Une histoire, un enfant 

La «lecture individualisée en groupe»? De quoi s’agit-il? « C’est très simple, commence Nathalie Athlan. Dans mon premier métier d’éducatrice en crèche, j’ai remarqué que certains petits vivaient mal la lecture collective où on leur demande de s’asseoir et d’écouter. Ils s’ennuyaient, s’agitaient et finissaient par assimiler le livre à un instrument contraignant. Dans la «lecture individualisée en groupe», inspirée des travaux de l’association française Actions culturelles contre les exclusions et les ségrégations (ACCES), on adresse la lecture à un seul enfant, tandis que les autres jouent, dessinent, rêvent, écoutent de loin, etc.
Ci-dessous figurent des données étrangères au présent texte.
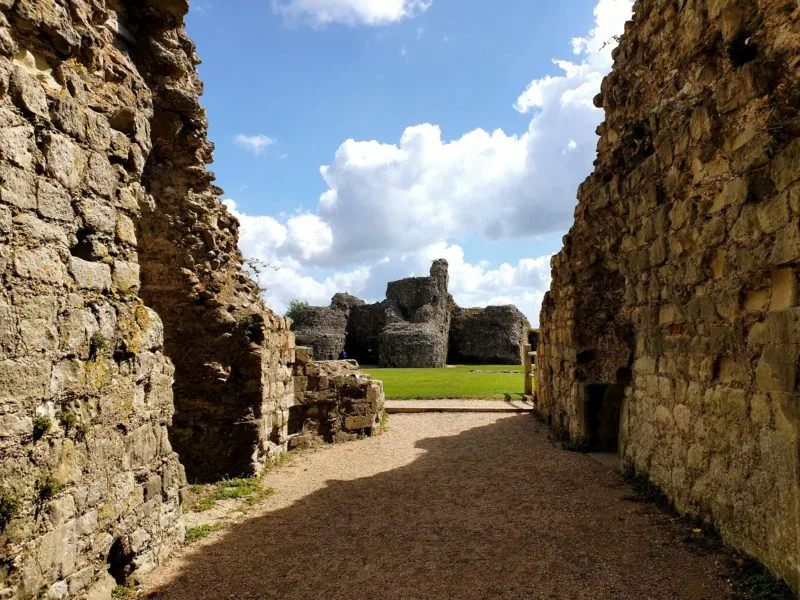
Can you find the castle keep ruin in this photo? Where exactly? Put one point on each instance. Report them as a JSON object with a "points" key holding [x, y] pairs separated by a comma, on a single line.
{"points": [[120, 274], [418, 325], [672, 328]]}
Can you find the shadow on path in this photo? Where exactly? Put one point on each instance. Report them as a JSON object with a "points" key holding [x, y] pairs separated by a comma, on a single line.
{"points": [[494, 512]]}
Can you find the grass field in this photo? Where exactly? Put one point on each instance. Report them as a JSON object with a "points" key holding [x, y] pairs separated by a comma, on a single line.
{"points": [[462, 381]]}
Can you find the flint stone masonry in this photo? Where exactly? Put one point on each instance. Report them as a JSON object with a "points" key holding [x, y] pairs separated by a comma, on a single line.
{"points": [[323, 329], [671, 331], [418, 325], [491, 335], [334, 402], [120, 276]]}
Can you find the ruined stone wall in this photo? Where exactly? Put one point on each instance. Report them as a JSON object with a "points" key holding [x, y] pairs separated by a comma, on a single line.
{"points": [[364, 327], [334, 401], [323, 329], [487, 336], [672, 327], [417, 321], [116, 256]]}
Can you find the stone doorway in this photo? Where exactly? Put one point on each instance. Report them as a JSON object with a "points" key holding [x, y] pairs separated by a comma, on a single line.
{"points": [[602, 416]]}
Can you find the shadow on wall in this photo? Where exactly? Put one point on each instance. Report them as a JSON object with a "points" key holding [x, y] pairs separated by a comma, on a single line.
{"points": [[494, 512]]}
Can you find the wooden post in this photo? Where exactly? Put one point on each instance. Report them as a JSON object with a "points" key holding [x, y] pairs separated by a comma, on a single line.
{"points": [[526, 361]]}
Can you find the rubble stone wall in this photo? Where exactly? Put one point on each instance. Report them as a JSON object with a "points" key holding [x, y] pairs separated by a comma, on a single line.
{"points": [[322, 328], [487, 336], [334, 401], [117, 256], [672, 327], [417, 321]]}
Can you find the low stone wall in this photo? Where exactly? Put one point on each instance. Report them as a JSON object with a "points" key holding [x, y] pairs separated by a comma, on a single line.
{"points": [[334, 401], [487, 336], [323, 329]]}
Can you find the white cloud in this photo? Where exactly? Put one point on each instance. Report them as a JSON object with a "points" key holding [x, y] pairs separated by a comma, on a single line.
{"points": [[391, 208], [350, 12], [254, 143]]}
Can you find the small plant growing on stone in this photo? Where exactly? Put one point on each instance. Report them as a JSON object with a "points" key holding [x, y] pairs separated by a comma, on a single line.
{"points": [[9, 507], [97, 345], [47, 487], [41, 425], [250, 326], [384, 421], [198, 533], [81, 431], [295, 311], [256, 267], [68, 420], [126, 590]]}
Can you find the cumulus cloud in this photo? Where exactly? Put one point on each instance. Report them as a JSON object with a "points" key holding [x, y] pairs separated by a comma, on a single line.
{"points": [[254, 143], [350, 12], [392, 207]]}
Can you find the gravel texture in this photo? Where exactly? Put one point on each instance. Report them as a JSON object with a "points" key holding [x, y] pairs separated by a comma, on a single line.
{"points": [[456, 506]]}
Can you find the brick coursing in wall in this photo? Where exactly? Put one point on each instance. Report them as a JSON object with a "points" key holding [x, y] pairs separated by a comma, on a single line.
{"points": [[674, 308], [118, 261]]}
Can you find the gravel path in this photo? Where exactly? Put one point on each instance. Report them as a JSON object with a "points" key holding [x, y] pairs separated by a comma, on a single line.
{"points": [[460, 405], [461, 506]]}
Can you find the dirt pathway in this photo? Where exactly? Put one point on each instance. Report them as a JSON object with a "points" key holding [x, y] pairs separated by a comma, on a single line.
{"points": [[445, 506]]}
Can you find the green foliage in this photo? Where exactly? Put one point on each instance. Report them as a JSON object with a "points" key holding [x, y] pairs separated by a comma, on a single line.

C’est l’enfant qui choisit le livre – même des bébés de 6 mois ont des coups de cœur pour des ouvrages précis!–, c’est avec lui qu’on lit l’histoire, et c’est lui, s’il le souhaite, qui tourne les pages et commente. Puis, on poursuit avec un autre enfant, et ainsi de suite, au gré des demandes. Chaque enfant patiente parce qu’il sait que son tour va arriver.»

Pareil à la maison

Cette démarche n’est pas réservée aux seules institutions. Les parents qui ont plusieurs enfants peuvent aussi la mettre en place à la maison. L’avantage? «Réaliser le triangle magique «enfant-adulte-livre» qui permet un bon déploiement de l’imaginaire et un bon développement affectif, social et cognitif», répond Marie-Lorraine Kerr.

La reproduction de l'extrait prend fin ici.